AutoZone, Inc. will announce its third-quarter fiscal 2025 results on 27 May. The expected earnings per share (EPS) is $36.78, with revenues projected at $4.4 billion. In the past 30 days, expected earnings for the quarter have decreased by 10 cents. This suggests a 0.25% increase from the same quarter last year.
AutoZone’s anticipated quarterly revenues indicate a 3.95% increase from the previous year. The company has missed earnings estimates in three of the last four quarters, with an average shortfall of 3.23%. In the second quarter of fiscal 2025, its adjusted EPS was $28.29, falling short of an estimated $29.16, and lower than the $28.89 from the previous year. Net sales were slightly below estimates but rose 2.4% year over year.
AutoZone has recorded increasing sales for 35 years, with fiscal 2024 revenues up 5.7% to $18.5 billion. In fiscal 2025, same-store growth is anticipated at 1.3% for the third quarter. The expansion of mega hubs with 111 locations and plans for at least 19 more by the fiscal year’s end continues. AutoZone also plans to open around 100 international stores in fiscal 2025.

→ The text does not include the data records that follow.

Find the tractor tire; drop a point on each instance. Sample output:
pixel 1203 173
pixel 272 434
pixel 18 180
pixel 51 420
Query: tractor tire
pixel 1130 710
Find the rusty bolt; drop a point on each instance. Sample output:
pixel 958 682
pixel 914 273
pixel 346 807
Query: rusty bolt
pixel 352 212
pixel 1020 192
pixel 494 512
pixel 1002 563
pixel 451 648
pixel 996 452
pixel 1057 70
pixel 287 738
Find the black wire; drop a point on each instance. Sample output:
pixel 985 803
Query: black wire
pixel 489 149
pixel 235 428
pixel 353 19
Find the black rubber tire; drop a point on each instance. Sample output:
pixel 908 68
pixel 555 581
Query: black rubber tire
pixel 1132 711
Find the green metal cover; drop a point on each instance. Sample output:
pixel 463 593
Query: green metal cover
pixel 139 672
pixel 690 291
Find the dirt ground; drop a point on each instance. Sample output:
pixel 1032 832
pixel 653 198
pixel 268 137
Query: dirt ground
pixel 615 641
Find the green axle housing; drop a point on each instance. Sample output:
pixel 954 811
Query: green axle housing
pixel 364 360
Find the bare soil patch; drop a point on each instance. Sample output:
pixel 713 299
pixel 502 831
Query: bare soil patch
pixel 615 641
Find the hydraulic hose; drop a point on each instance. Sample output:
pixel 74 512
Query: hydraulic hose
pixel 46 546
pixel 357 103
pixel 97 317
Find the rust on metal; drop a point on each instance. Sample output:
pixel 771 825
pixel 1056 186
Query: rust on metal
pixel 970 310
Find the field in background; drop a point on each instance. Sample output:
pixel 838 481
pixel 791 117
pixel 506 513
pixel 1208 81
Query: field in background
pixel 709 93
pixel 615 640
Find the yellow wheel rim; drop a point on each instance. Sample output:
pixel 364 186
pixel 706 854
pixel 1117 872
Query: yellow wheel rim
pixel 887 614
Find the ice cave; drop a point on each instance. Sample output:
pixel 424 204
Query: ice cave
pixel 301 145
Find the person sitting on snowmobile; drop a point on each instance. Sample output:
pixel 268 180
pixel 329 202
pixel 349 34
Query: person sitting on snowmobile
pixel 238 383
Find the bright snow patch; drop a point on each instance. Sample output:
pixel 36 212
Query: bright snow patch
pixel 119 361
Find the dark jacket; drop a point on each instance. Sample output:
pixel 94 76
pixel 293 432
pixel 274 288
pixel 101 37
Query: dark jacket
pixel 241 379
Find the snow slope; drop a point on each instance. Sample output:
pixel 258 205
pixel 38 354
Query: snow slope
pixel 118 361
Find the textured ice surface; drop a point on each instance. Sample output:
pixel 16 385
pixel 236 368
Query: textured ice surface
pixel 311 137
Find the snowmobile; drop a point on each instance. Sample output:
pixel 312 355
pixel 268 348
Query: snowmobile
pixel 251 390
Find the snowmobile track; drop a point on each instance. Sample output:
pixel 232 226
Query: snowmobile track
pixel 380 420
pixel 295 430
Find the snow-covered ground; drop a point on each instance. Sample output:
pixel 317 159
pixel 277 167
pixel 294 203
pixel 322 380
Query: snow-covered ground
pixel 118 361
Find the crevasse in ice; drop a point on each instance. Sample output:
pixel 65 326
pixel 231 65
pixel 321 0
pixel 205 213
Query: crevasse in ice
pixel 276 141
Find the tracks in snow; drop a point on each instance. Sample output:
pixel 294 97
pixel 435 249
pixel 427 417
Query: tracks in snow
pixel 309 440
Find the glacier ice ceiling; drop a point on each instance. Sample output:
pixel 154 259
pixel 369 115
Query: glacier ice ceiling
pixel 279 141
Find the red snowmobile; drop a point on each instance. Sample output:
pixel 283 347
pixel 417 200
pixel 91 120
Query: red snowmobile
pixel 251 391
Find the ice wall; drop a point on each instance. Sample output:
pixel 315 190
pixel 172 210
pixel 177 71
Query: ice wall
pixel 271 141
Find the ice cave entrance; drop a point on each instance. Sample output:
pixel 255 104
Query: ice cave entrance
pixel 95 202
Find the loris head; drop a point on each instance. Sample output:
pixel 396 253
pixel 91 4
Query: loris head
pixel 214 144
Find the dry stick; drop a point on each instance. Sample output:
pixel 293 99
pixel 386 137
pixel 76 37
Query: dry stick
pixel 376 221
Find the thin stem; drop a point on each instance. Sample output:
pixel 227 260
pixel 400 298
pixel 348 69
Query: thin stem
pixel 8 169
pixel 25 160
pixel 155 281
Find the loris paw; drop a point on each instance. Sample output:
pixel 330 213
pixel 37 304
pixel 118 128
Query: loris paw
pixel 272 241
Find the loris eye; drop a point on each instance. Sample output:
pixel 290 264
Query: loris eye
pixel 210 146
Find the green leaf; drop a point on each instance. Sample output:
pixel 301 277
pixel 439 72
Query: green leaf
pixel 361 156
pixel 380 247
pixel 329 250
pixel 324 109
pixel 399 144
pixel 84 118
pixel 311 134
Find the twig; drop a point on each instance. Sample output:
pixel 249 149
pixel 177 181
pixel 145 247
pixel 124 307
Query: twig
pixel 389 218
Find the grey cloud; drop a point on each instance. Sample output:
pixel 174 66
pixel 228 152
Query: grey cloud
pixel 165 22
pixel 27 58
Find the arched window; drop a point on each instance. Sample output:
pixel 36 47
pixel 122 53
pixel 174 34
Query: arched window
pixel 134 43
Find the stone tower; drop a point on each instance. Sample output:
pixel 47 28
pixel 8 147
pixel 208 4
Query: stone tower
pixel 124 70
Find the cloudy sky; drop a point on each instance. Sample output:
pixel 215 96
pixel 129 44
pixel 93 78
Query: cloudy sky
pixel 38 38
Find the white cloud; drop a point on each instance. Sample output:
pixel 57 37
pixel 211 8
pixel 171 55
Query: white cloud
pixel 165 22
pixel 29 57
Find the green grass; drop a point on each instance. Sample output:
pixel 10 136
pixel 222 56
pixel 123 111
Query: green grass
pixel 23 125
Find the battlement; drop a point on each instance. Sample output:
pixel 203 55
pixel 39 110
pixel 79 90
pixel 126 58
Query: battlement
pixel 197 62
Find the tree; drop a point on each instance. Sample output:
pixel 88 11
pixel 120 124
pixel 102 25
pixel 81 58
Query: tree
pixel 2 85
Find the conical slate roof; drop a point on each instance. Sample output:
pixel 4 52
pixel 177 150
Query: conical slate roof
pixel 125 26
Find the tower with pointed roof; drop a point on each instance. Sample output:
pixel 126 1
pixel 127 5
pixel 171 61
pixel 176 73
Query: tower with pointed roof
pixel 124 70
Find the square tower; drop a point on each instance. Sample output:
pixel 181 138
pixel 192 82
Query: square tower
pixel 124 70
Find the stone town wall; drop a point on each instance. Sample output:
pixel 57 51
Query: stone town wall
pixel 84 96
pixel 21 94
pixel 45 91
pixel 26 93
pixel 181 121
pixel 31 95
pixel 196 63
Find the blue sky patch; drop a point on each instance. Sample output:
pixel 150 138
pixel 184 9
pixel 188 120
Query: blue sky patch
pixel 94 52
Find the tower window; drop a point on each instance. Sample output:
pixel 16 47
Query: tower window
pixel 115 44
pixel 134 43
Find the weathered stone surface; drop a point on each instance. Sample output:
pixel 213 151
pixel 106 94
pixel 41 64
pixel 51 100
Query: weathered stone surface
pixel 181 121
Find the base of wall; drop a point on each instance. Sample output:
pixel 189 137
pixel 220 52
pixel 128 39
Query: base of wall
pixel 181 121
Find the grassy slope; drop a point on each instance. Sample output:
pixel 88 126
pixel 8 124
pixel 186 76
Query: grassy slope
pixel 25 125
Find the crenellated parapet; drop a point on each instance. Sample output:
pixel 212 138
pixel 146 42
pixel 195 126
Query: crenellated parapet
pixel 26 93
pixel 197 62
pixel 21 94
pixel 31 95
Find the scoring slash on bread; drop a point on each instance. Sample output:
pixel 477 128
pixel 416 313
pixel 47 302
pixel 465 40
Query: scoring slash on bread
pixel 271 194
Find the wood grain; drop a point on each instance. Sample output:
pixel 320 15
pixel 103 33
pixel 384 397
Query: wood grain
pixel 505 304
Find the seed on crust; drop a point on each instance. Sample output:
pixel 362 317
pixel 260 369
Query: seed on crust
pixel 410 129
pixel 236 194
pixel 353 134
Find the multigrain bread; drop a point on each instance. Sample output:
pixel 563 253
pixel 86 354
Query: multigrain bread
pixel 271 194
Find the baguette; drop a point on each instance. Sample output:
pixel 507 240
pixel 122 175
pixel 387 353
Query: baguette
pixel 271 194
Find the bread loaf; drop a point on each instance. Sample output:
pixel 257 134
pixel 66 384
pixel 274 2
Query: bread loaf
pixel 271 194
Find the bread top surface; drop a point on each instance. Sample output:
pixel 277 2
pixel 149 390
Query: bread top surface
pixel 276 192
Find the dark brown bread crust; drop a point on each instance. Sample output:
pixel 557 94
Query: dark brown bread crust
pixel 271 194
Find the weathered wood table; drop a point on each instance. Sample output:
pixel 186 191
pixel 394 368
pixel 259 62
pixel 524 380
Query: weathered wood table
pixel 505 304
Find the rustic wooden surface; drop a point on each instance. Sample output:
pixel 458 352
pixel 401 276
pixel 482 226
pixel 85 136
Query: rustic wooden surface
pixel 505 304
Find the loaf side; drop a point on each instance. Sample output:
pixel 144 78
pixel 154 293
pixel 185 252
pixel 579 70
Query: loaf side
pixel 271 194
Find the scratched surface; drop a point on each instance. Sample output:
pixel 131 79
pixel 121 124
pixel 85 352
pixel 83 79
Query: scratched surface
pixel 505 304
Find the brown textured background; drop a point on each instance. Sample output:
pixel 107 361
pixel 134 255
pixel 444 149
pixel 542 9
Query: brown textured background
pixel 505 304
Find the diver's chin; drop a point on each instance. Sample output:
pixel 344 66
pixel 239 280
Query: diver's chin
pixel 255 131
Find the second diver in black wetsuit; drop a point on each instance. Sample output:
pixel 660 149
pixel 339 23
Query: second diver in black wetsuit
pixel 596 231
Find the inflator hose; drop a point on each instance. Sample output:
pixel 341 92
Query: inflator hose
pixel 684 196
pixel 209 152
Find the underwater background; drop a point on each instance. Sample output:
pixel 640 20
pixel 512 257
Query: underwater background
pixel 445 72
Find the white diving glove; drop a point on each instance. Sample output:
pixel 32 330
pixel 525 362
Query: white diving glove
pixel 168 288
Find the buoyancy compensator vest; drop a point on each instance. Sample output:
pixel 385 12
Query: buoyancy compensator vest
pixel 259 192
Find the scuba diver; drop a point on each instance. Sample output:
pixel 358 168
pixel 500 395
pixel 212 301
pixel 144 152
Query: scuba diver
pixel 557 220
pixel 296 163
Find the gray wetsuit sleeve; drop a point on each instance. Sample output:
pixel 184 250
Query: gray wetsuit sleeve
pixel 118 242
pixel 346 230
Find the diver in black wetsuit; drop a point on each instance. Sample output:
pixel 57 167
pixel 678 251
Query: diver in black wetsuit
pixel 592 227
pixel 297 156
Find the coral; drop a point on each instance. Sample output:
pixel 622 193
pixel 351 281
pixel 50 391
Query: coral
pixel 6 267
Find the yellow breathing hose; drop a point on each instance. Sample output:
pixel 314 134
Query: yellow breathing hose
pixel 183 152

Analysts have brought expectations down slightly over the past month, trimming the earnings estimate by 10 cents. That kind of revision, albeit small, often reflects fresh data from the sector or updated views on operational margins. It’s not a sharp cut, but it does hint at cautious sentiment, especially following erratic results in previous quarters. The earnings target implies only a tiny rise from the same quarter last year, suggesting the firm is expected to maintain pace rather than break new ground.
Sales growth is tracking above last year’s level, which should provide a cushion. A year-over-year revenue gain nearing 4% does offer a bit of stability in outlook, though the inability to consistently beat expectations makes the upcoming release more of a risk event. We remember the prior quarter’s shortfall – both versus forecast and prior-year performance – and while net sales did improve modestly, the margin compression or rising overheads may persist as pressure points.
That the company has managed 35 straight years of sales increases tells us something important: it’s not a flash-in-the-pan story. Still, historical strength won’t always offset short-term challenges. When they last reported, revenues came in a touch under consensus yet managed to edge higher year over year, reinforcing that top-line growth is present, even if earnings haven’t kept up proportionally.
The store expansion strategy adds another layer to consider. With over 100 mega hubs already operating and more planned before the fiscal year wraps up, one cannot ignore the cost drag it might have on near-term results. Same-store sales projections seem modest, growing just above 1% for Q3. That figure, in isolation, would not trigger strong reactions, but it’s likely being weighed against rising capital expenditures and overseas ambitions. The plan to add roughly 100 new international outlets makes sense strategically, though the upfront financial commitment could easily stretch cash flows.
Operational execution, particularly around inventory management and cost containment, becomes more important now. It might be wise to avoid over-reading the long-term store data and instead stay closer to updates about staffing, supply consistency, or margin-related guidance. The pattern of falling just short on earnings spells opportunity for those positioned with a view on volatility.
Given the historical unpredictability around earnings releases, this date presents potential for short-duration trades around the result. Given the company has missed estimates in 3 of the past 4 quarters, pricing around implied volatility may create setups where spreads or straddles make more sense than outright direction. A 3.23% average shortfall across those quarters is not negligible and tends to shape sentiment in the short term.
Price movement around the announcement may also be influenced disproportionately by forward commentary—especially any revision to expense forecasts or updates on how the international rollout is progressing. With these moving parts, it’s clear that the third-quarter figures won’t exist in a vacuum.
We are likely to focus less on headline EPS and more on store-level metrics and forecast adjustments. So, thorough attention should be paid to any shift in the same-store growth trajectory, margin stability, or commentary around expansion plans. These will shape expectations, not just for Q4 but potentially beyond the fiscal year.